I have 16 IAP 105.
There was a power outage in the building. The server room stayed up on UPS. with 2 IAP's connected to the core switches. When the 2 IDF's came back online. The network was flooded with IP address flapping from the VC. The local support was able to login to the VC and reboot all the AP's. Once we rebooted all the AP's the network flood stopped.
This has happened twice. Any one hear of this issue?
We had a similar issue. Fixed it by shutting inline power down for all iAP and then bringing just one up. Once it was stable, we brought the others up. We were on older code (6.1.3.4-3.1.0.1_35899), and have since upgraded to newer code (6.2.1.0-3.3.0.1_38408).
We've had power bounce at other locations and not had this happen (on the same code rev) so I don't think it's a "normal" failure mode, but certainly vexing.

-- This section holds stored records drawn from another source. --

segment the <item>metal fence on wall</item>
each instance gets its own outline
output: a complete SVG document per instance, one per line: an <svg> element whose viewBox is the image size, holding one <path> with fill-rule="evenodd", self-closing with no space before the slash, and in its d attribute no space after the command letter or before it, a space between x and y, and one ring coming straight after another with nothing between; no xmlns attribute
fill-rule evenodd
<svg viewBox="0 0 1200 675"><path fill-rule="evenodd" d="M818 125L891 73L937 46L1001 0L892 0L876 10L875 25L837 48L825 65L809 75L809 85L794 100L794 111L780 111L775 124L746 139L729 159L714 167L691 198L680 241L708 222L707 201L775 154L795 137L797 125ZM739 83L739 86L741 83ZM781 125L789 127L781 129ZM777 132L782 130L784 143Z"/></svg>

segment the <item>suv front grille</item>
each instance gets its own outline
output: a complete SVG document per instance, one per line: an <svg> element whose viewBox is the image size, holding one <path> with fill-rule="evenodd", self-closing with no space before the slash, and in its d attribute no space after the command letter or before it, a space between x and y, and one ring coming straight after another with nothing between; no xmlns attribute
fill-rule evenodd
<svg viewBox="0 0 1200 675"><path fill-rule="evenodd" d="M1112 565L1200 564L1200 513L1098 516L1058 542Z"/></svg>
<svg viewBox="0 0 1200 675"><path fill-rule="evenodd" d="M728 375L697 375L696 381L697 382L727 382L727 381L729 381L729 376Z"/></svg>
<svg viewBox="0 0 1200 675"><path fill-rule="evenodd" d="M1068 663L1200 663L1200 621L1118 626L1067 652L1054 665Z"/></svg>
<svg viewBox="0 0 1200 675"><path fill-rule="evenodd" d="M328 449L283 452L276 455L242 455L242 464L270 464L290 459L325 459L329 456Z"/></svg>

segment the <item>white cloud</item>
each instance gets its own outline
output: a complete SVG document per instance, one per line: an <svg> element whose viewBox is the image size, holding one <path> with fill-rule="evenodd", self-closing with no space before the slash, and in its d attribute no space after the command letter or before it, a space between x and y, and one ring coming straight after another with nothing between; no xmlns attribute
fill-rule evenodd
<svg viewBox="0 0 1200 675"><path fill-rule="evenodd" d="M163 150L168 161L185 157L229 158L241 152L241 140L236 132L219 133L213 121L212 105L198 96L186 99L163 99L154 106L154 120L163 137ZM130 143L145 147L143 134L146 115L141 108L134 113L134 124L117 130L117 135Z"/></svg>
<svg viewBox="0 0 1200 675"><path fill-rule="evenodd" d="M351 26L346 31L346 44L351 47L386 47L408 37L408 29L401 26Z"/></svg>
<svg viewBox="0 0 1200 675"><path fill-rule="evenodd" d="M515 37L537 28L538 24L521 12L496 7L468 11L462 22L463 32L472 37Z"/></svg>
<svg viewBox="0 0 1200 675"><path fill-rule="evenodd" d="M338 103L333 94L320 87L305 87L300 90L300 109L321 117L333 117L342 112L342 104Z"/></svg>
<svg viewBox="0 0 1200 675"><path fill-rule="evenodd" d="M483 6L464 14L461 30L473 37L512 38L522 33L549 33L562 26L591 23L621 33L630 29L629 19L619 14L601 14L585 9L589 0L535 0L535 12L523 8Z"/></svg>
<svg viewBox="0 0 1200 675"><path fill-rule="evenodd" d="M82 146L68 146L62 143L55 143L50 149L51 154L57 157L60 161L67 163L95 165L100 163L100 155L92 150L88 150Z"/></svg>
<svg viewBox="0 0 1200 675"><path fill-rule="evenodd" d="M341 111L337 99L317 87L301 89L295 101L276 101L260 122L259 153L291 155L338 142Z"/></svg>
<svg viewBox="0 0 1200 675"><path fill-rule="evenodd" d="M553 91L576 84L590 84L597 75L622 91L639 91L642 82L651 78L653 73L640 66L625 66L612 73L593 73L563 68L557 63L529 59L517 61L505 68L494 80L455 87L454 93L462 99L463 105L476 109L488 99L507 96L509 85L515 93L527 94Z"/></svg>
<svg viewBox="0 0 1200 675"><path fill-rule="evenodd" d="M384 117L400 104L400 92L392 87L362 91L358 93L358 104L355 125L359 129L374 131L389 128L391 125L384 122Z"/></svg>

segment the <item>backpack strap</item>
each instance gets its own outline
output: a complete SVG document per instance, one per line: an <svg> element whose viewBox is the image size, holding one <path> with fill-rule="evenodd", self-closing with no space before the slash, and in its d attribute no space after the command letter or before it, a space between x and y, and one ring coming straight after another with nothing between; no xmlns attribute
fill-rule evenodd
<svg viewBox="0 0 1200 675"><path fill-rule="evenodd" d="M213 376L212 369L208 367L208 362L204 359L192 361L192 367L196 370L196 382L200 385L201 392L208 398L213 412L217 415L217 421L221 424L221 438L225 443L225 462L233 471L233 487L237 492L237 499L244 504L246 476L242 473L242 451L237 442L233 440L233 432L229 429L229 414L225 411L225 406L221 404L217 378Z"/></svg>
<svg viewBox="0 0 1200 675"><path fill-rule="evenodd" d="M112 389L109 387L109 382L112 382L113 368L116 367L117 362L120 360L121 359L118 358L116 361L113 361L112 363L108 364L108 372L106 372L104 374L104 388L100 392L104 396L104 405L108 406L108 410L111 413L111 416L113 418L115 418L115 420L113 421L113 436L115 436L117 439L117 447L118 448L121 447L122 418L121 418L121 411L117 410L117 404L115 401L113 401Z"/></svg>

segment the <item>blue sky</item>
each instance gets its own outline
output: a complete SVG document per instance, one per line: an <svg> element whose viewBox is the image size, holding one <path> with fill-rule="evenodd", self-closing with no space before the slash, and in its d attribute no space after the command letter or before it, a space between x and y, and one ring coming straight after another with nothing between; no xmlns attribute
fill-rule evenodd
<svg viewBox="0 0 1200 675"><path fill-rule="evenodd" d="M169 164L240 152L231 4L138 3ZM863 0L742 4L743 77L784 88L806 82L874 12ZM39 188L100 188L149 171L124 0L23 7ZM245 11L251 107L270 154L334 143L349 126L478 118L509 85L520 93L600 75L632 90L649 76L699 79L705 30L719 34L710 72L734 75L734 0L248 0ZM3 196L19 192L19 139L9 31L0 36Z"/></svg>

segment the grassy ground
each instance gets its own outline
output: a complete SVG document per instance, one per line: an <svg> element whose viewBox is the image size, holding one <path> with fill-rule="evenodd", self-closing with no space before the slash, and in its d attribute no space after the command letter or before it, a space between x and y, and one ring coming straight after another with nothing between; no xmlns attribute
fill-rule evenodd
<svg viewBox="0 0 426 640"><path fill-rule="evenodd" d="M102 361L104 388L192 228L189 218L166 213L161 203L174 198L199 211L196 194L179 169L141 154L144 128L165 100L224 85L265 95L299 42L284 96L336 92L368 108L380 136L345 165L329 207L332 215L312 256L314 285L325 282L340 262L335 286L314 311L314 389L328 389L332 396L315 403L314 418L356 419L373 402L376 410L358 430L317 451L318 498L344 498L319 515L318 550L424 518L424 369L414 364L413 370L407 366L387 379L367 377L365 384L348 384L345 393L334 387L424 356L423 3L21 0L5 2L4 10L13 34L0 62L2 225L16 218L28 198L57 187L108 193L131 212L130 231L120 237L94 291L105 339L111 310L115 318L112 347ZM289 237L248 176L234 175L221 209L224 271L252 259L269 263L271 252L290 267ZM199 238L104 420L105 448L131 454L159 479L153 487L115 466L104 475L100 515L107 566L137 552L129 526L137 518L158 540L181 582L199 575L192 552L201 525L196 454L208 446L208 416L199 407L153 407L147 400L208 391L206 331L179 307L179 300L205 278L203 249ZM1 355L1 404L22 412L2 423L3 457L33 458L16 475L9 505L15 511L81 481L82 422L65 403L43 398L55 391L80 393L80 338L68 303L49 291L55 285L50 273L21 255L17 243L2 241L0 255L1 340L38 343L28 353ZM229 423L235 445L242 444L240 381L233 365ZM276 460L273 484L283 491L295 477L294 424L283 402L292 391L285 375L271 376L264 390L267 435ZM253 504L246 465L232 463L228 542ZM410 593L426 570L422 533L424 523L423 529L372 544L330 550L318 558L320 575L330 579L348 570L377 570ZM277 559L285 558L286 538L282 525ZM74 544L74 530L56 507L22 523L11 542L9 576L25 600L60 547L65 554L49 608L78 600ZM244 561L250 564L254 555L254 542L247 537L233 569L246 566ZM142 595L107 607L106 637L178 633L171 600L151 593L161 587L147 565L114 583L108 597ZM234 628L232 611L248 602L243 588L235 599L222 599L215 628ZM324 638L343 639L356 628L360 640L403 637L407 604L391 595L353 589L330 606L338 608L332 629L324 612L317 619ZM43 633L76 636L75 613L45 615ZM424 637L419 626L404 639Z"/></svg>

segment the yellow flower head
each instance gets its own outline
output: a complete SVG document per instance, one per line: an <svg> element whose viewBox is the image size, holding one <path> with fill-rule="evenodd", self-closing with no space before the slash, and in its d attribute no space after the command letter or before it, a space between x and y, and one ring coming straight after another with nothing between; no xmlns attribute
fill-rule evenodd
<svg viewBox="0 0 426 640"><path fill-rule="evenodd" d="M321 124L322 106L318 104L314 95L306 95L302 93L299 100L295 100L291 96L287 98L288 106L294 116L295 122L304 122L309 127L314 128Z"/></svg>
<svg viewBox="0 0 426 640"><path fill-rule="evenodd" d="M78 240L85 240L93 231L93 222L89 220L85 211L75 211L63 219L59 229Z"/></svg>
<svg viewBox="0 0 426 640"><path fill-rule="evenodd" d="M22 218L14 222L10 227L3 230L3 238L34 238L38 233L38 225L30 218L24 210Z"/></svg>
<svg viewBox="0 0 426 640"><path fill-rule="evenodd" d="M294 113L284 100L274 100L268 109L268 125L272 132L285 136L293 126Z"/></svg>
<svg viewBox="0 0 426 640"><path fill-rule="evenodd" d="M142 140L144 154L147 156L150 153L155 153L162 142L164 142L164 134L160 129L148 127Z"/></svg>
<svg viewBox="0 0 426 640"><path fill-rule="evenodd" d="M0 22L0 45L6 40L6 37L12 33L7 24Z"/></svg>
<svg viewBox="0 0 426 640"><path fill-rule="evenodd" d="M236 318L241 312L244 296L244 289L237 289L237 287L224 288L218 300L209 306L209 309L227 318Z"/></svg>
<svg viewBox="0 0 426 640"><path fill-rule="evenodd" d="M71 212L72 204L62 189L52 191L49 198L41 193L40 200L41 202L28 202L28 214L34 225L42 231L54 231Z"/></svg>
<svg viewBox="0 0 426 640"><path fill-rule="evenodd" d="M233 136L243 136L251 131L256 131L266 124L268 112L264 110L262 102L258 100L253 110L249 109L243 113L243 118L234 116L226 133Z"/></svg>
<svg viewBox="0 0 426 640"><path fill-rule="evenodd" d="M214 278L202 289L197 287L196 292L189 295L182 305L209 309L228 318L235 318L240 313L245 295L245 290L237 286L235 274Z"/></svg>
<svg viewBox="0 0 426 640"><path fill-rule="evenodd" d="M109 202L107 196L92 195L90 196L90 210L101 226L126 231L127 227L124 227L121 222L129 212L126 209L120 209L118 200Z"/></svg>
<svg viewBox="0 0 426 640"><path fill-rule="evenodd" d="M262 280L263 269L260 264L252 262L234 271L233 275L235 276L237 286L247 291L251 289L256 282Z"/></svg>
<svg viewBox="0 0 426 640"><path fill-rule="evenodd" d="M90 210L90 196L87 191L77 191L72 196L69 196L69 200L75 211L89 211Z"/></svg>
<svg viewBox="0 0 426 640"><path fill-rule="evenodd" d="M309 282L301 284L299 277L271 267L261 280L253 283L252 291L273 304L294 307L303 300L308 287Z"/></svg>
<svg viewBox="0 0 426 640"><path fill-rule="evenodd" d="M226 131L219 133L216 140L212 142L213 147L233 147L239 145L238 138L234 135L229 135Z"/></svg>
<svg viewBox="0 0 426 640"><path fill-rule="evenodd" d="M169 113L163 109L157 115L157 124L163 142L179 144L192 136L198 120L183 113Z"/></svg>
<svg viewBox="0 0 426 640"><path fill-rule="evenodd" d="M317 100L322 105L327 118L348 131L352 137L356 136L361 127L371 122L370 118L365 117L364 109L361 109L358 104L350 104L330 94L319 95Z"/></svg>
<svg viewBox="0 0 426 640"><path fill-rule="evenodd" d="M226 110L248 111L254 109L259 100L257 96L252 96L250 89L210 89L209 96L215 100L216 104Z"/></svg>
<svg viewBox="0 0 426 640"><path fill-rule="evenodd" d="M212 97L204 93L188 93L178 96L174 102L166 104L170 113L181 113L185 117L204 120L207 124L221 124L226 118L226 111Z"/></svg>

Here is an update from working with Tac.
We have turned on Broadcast filtering for each SSId.
Edit the SSID.
Select Show advanced options
Under Broadcast/Multicast
Broadcast filtering: Set to Arp.
This should help with broadcast storms.
Since turning on broadcast control on the AP's we are still getting device flapping between devices. Cisco TAC has made changes to the network to control to flow of traffic with out any luck. They are now looking at the Aruba as the root cause.
See the attached image.
Has any one seen this before?
1. Cisco team setup Spanning Tree, broadcast and storm control for the trunk ports to the MDF'S that have the IAP 105's on them.
2. When new cisco 2960 S PoE was installed. The PoE injectors were not removed. When the 4 AP's on the same switch would lose it's LAN connection the 4 AP's would go into bridge mode and storm the network. Once the PoE injectors were removed. We could not recreate the issue.